Fred hat sich selbst mit der männlichen Hauptrolle besetzt. Sein Gegenüber, die widerspenstige Katharina, die es “zu zähmen gilt”, spielt seine Ex-Frau, Lilli Vanessi (stimmgewaltig Claudia Renner).
Noch immer knistert es zwischen Fred und seiner Ex – doch nebenher hat der eine Affäre mit dem blonden Klischee-Dummchen Louis Lane (Julia Lindhorst-Apfelthaler). Hinter den Kulissen schlagen sich die Männer darum, ihr die Handtasche aufzuheben und auf der Bühne flehen sie sie an: “Freiet mich, freiet mich, freiet mich!”. Kein Wunder, denn während Lilli die widerspenstige Katharina spielt, vor der sich alle Männer fürchten, ist Louis in der Rolle der Bianca deren angebetete, schöne Schwester.
Jetzt reichts!
Als Lilli von den Spielchen ihres Ex erfährt wird sie rasend vor Wut. Das Geschehen auf der Bühne ist für sie kein Theater mehr – es wird zur bitter-ernsten Realität.

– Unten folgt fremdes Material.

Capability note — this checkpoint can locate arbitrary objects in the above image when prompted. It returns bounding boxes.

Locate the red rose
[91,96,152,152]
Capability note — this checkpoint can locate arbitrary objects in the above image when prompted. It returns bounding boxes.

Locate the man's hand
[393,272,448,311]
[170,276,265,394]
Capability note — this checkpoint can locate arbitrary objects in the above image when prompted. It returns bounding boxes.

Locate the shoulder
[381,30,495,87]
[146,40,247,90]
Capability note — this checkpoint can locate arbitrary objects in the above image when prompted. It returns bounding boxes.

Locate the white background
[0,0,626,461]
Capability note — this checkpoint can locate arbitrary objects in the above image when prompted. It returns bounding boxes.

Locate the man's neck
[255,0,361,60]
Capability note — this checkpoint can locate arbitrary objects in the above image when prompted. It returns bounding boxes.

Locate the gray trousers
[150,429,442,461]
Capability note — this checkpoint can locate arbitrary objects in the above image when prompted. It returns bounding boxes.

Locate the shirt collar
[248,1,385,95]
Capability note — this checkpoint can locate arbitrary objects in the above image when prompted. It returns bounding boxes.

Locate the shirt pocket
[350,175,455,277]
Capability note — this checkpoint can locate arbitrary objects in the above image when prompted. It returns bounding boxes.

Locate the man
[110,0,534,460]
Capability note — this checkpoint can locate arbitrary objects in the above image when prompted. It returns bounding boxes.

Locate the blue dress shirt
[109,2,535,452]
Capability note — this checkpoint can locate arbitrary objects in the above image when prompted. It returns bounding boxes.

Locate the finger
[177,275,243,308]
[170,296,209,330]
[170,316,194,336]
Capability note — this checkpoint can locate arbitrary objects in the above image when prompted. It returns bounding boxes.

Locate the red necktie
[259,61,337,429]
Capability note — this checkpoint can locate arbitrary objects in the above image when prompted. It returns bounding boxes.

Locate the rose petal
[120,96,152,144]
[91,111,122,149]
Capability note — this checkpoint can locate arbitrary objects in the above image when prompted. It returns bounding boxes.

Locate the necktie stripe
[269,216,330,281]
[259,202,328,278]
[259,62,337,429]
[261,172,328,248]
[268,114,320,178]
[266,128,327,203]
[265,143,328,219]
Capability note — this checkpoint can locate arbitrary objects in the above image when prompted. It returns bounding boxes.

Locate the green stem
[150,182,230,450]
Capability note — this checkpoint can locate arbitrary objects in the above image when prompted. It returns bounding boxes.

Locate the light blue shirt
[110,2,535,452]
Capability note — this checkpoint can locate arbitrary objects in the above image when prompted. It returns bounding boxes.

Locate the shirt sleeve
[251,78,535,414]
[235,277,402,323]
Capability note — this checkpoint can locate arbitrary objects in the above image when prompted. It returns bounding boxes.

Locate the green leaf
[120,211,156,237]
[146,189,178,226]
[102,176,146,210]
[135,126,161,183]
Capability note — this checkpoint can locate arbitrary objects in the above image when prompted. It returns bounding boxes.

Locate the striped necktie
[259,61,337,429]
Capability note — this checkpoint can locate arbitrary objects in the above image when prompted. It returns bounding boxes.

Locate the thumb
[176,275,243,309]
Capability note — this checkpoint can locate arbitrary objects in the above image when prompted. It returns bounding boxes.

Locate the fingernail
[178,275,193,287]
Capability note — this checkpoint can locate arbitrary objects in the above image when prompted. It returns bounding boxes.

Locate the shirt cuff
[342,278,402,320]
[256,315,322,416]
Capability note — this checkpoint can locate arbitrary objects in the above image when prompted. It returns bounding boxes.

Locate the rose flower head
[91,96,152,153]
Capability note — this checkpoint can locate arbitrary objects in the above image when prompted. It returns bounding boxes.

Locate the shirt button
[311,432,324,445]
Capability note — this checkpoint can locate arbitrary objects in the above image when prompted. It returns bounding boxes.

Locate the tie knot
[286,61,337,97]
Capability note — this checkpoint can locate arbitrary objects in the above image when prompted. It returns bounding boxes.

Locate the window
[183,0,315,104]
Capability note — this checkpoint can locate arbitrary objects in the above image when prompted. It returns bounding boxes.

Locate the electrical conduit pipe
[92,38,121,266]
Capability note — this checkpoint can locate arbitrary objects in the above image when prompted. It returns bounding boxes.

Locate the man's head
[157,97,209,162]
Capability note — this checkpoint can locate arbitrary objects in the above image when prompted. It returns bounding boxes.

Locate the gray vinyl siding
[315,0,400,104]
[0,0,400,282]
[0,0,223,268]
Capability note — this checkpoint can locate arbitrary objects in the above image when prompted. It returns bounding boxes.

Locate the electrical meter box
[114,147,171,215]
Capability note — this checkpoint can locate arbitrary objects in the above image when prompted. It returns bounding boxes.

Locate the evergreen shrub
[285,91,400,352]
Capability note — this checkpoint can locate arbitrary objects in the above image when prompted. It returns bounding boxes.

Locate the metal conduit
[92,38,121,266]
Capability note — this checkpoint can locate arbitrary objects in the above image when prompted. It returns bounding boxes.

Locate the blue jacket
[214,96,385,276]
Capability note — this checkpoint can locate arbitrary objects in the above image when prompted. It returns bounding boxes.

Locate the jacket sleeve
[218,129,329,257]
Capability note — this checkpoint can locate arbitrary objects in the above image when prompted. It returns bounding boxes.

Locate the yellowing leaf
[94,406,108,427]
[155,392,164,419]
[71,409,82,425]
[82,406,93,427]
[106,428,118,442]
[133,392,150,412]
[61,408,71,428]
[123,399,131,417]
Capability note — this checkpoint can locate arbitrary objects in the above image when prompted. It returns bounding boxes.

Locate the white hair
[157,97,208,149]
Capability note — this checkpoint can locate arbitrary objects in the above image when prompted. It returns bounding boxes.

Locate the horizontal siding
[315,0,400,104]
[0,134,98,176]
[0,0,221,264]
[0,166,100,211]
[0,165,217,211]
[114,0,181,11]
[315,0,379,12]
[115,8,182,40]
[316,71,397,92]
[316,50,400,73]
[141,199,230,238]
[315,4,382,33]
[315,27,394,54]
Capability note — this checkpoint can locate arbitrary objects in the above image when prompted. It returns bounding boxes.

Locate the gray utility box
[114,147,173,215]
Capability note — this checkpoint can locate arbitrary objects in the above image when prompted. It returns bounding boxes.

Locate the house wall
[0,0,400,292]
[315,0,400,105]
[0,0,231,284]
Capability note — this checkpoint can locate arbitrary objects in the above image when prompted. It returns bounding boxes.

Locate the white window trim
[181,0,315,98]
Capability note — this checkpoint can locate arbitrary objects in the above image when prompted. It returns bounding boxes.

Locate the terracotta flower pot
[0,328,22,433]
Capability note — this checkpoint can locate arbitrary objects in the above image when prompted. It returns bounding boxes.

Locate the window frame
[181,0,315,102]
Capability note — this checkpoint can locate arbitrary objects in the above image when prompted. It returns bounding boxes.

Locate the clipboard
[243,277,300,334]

Sie muss die “Widerspenstige” gar nicht mehr spielen. Zu gerne beißt und kratzt sie ihren Ex-Mann wie eine Wilde – mitten während der Aufführung will sie dann ihre Koffer packen.
Was glaubst du denn, einfach gehen. Bist du Großbritannien oder was?
versucht Fred sie aufzuhalten, “ich bringe dich vors Bühnenschiedsgericht”, droht er, doch Lilli ist fest entschlossen, aufzubrechen. Da die Vernunft scheitert sieht sich Fred gezwungen, zu Gewalt zu greifen. Zum Glück hat er gerade zwei Ganoven (zum Schießen: Steffen Scheumann und Steffen Gangloff) zur Hand, denen der Erfolg der Aufführung am Herzen liegt. Das urkomische Duo prügelt Lilli von nun an auf die Bühne.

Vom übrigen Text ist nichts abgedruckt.